Dude, that's just nonsense.
> most apps are incopatible
Win 8 on the desktop is about as necessary as a hole in the head ... But I got pretty much everything that works under XP/Win7 working under Win 8 as well. And it's just a preview.
Frank - 26 05 12 - 14:20
Don't get me wrong, I think this is a terrible decision.
Frank - 26 05 12 - 14:23
>VS 2010 will *not* suddenly stop working ...
No, VS2010 will not stop working, but you won't have support for issues you might have with it, and you won't have security updates for SDK and runtime libraries.

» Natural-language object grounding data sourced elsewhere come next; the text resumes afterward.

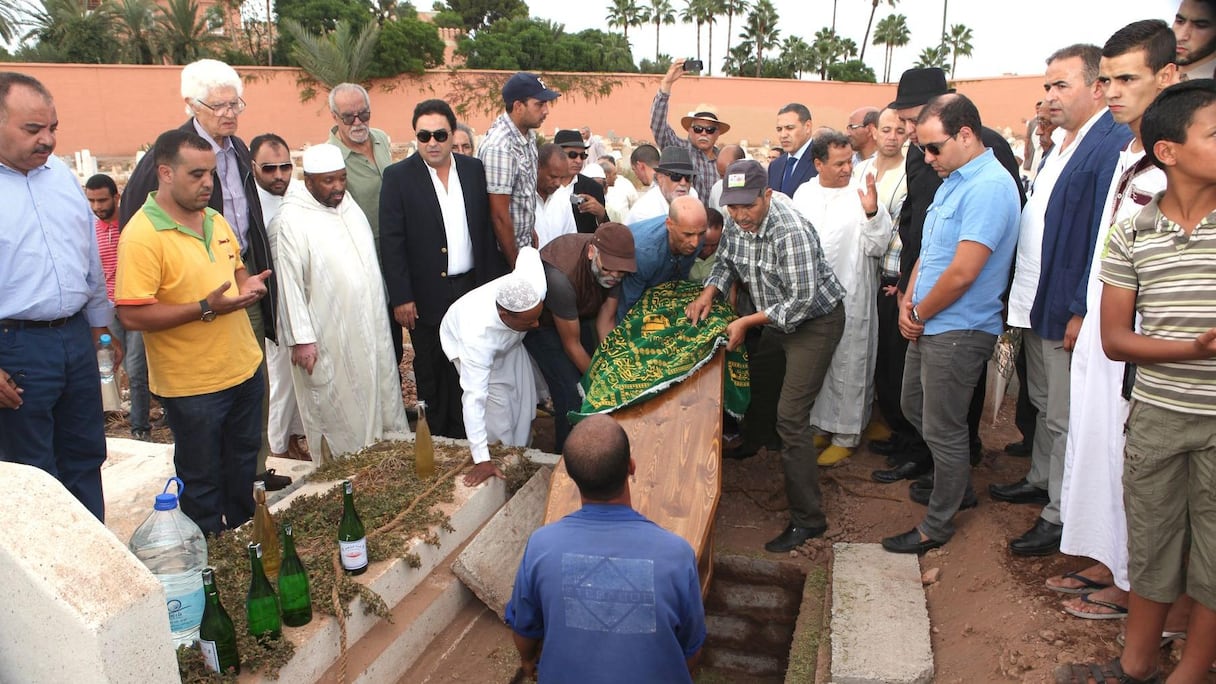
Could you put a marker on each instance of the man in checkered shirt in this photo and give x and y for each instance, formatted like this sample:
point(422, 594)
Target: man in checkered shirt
point(776, 253)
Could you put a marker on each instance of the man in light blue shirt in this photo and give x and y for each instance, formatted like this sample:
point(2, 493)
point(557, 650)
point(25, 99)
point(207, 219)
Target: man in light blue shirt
point(952, 312)
point(666, 247)
point(54, 308)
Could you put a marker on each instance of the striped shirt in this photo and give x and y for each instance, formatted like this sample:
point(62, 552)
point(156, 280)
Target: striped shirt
point(1175, 276)
point(510, 158)
point(782, 264)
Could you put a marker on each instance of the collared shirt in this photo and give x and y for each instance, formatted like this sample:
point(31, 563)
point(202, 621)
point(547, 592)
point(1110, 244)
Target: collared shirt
point(978, 202)
point(364, 174)
point(656, 263)
point(451, 207)
point(782, 264)
point(510, 158)
point(1172, 276)
point(665, 136)
point(107, 248)
point(236, 205)
point(49, 262)
point(1032, 224)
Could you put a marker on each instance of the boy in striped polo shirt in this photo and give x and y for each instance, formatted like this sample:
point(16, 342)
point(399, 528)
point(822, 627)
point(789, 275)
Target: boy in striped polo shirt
point(1161, 264)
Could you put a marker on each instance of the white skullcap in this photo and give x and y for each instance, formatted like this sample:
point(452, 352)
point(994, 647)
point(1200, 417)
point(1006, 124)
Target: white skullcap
point(324, 158)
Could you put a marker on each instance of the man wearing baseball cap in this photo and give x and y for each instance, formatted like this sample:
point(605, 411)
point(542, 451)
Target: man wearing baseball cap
point(776, 252)
point(702, 125)
point(583, 274)
point(510, 156)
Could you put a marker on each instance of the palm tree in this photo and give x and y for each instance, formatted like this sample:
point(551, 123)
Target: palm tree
point(338, 56)
point(183, 34)
point(761, 31)
point(660, 12)
point(873, 9)
point(958, 43)
point(625, 15)
point(891, 32)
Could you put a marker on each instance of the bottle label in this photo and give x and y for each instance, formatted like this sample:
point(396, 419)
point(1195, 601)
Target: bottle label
point(354, 554)
point(186, 610)
point(210, 655)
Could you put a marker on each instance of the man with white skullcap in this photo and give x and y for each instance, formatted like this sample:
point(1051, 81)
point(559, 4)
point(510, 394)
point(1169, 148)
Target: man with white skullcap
point(483, 335)
point(332, 300)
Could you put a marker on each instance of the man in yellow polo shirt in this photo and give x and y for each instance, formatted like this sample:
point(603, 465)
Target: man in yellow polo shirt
point(181, 281)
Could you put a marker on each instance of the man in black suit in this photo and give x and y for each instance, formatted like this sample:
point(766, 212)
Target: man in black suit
point(437, 244)
point(589, 209)
point(795, 167)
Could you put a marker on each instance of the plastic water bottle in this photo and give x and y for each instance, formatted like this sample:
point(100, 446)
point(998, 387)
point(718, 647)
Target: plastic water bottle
point(174, 549)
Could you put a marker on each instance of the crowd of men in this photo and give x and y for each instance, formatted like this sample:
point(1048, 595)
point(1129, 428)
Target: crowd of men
point(874, 265)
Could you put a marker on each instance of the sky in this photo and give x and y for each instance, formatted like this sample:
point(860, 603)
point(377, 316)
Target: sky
point(1011, 37)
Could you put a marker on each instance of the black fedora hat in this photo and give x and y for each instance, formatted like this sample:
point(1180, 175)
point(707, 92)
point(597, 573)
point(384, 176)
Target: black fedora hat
point(917, 87)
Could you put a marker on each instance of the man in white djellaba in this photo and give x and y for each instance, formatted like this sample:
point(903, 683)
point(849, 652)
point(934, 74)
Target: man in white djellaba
point(854, 230)
point(332, 300)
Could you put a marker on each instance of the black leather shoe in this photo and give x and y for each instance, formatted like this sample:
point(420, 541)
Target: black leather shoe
point(921, 495)
point(793, 537)
point(910, 543)
point(1019, 492)
point(1042, 539)
point(902, 471)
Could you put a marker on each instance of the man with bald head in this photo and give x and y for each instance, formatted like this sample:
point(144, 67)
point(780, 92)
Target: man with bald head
point(578, 568)
point(666, 248)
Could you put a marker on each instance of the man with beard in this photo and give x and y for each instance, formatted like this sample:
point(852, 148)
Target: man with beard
point(181, 280)
point(345, 379)
point(583, 275)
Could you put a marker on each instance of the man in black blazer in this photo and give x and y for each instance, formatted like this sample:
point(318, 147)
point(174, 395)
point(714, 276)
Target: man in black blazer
point(437, 244)
point(795, 167)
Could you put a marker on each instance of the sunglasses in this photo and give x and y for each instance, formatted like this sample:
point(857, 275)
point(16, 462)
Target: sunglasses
point(349, 119)
point(439, 135)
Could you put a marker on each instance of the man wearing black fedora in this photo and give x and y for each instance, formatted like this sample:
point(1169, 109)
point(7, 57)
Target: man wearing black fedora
point(910, 455)
point(586, 195)
point(702, 125)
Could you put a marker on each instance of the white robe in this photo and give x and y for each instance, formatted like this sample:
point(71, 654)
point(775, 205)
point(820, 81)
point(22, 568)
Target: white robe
point(332, 293)
point(851, 245)
point(1095, 521)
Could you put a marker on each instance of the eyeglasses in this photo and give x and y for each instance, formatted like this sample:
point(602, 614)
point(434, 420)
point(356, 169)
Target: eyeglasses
point(935, 147)
point(426, 135)
point(220, 108)
point(349, 119)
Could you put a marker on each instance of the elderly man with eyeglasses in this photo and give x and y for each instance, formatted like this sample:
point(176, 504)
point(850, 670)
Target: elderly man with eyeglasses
point(212, 94)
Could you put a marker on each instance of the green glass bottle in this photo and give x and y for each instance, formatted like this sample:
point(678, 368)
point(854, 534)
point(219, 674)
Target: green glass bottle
point(352, 538)
point(293, 589)
point(262, 604)
point(217, 637)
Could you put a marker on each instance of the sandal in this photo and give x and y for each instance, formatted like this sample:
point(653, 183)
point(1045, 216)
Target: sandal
point(1087, 586)
point(1107, 673)
point(1119, 611)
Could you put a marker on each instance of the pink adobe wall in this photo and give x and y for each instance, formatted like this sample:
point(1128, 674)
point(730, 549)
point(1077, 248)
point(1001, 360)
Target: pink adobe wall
point(113, 110)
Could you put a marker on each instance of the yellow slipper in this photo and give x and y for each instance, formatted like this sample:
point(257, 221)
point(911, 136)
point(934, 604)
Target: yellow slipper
point(834, 455)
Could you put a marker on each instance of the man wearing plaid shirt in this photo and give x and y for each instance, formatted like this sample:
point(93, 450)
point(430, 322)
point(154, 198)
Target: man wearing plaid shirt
point(775, 252)
point(510, 156)
point(703, 130)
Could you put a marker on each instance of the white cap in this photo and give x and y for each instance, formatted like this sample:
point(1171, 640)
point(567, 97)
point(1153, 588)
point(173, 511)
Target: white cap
point(324, 158)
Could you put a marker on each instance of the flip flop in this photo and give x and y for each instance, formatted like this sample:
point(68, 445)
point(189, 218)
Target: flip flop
point(1119, 611)
point(1087, 586)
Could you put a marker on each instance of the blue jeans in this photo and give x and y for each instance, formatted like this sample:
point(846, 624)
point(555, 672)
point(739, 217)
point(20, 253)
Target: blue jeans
point(215, 441)
point(135, 362)
point(940, 374)
point(60, 426)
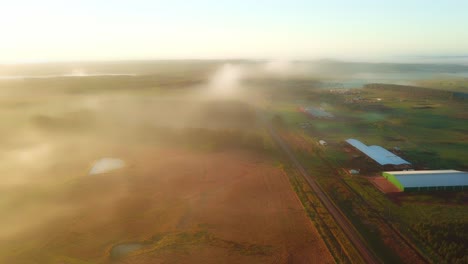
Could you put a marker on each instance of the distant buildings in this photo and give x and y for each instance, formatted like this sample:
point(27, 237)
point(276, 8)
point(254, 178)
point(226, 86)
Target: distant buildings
point(380, 155)
point(316, 112)
point(428, 180)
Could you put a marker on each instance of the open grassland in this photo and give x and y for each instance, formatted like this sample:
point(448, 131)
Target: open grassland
point(200, 184)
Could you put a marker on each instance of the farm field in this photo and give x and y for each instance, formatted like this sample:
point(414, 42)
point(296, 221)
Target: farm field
point(201, 180)
point(430, 138)
point(202, 207)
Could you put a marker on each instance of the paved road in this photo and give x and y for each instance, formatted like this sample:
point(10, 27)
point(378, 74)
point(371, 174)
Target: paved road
point(342, 221)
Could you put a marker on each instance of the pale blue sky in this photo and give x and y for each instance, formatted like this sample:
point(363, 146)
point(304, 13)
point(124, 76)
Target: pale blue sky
point(150, 29)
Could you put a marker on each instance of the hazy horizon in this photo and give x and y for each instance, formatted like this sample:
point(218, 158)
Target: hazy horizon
point(286, 30)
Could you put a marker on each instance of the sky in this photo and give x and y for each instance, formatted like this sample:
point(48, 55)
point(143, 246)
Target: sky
point(50, 30)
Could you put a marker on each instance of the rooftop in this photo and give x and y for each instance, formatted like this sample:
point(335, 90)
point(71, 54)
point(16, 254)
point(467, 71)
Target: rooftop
point(377, 153)
point(431, 178)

>Dude, that's just nonsense.
How else do you call deliberate removal of C/C++ compiler from Windows 8 SDK and Visual Studio 11 Express which can't create desktop applications? Gentle encouragement?
How do you think they will limit Visual Studio 11 Express from creating desktop applications?
I can bet that they will do it by not providing C/C++ compiler, and restricting C# and VB .Net libraries to include only Metro API.
Good thing Intel Parallel Composer is way better than gcc/mingw, cheaper than Visual Studio, and can be used from command line. You will only have to find a linker and librarian (you could use the ones from the old SDK).
Igor Levicki (link) - 27 05 12 - 04:13
Oh and take a look at this:
"C++ developers can also use the multi-targeting capability included in Visual Studio 11 to continue using the compilers and libraries included in Visual Studio 2010 to target Windows XP and Windows Server 2003. Multi-targeting for C++ applications currently requires a side-by-side installation of Visual Studio 2010. Separately, we are evaluating options for C++ that would enable developers to directly target XP without requiring a side-by-side installation of Visual Studio 2010 and intend to deliver this update post-RTM."
What that means for new C++ developers is that they will have to purchase VisualStudio 11 _AND_ Visual Studio 2010 in order to compile applications compatible with Windows XP and Windows Server 2003. Guess what, starting the development in C++ has just had its price doubled compared to C# and VB .Net.
Do you still think that what I am saying is nonsense?
Igor Levicki (link) - 27 05 12 - 04:19
I have always considered using GetModuleHandle() and GetModuleHandleEx() to obtain the HMODULE of a DLL to be a pretty dirty hack since you need to specify the name of the DLL (otherwise the HINSTANCE of the process is returned).
The HMODULE of the DLL is passed to DllMain(), and that still works in WinRT.
Markus Ewald (link) - 22 06 12 - 06:27
Microsoft changed their mind:
There will be desktop edition after all.
Igor Levicki (link) - 23 06 12 - 21:59
ReadFileEx is deprecated in favor of ReadBufferAsync (which is a CLR function), apparently. In Metro, everything seems to be IBuffers, although after a lot of whining they did include IBufferByteAccess to better interface with older code. ifdef'd code to the rescue, yay.
foxyshadis.com (link) - 29 10 12 - 05:03
"I think it's possible to use WinRT entirely through COM APIs, but it's likely to, uh, build character."
I laughed. :)
vonj - 31 10 12 - 01:58
It's also "nice" that DX11.1 only runs F9_1 on Surface. Microsoft also stripped out compile and reflect from the shader system, so I have to build my own. Now FX is only for development purposes (and dynamic interfaces). What a shambles.
Alecazam - 02 12 12 - 07:23
The more sinister problem with the threading architecture, is that you can no longer WaitEx on a thread handle. You have to wait on an event tied to the thread handle. The threads are all part of a thread pool, get recycled, and so the wait would be indefinite. Shawn Heargraves has a Win32 thrad impl for WinRT, but have the thread handle recycle after the async task completes but way before CloseHandle is a big problem for our legacy code.